On this day in 1918, the United States Congress passes the Sedition Act, which extended the Espionage Act of 1917 to cover a broader range of offenses, notably speech and the expression of opinion that cast the government or the war effort in a negative light, or interfered with the sale of government bonds. Basically, these laws made criticism of the American government an offense punishable by hefty fines and/or incarceration. The Espionage Act (an umbrella law that covered the later Sedition Act) was repealed by Congress in December of 1920. Democrat Woodrow Wilson was President during both enactment and repeal.
On this day in 1943, after 28 days of bloody fighting, armed resistance by Jews in the Warsaw ghetto comes to an end as Nazi soldiers overwhelm the area.
On this day in 1988, a report issued by United States' Surgeon General C. Everett Koop states that the addictive properties of nicotine are similar to those of heroin and cocaine. To be perfectly honest... he's very wrong about that.
On this day in 1991, Queen Elizabeth II becomes the first British monarch to ever address the United States Congress.

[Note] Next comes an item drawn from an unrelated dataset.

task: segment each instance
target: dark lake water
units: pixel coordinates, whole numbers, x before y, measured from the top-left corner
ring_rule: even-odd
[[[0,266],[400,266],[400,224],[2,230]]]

She spends most of the speech congratulating President George Herbert "Poppy" Walker Bush on his magnificent handling of the Gulf War in Iraq.
On this day in 2005, Newsweek magazine retracts a story in which it was claimed that investigators had found evidence the Quran was desecrated by interrogators at the U.S. naval prison at Guantanamo Bay, Cuba. The story had sparked deadly protests in Afghanistan and elsewhere. Of course, despite the retraction, it's clear that the desecration did take place - that, and far, far worse - and that Newsweek cracked under pressure by The Powers That Be.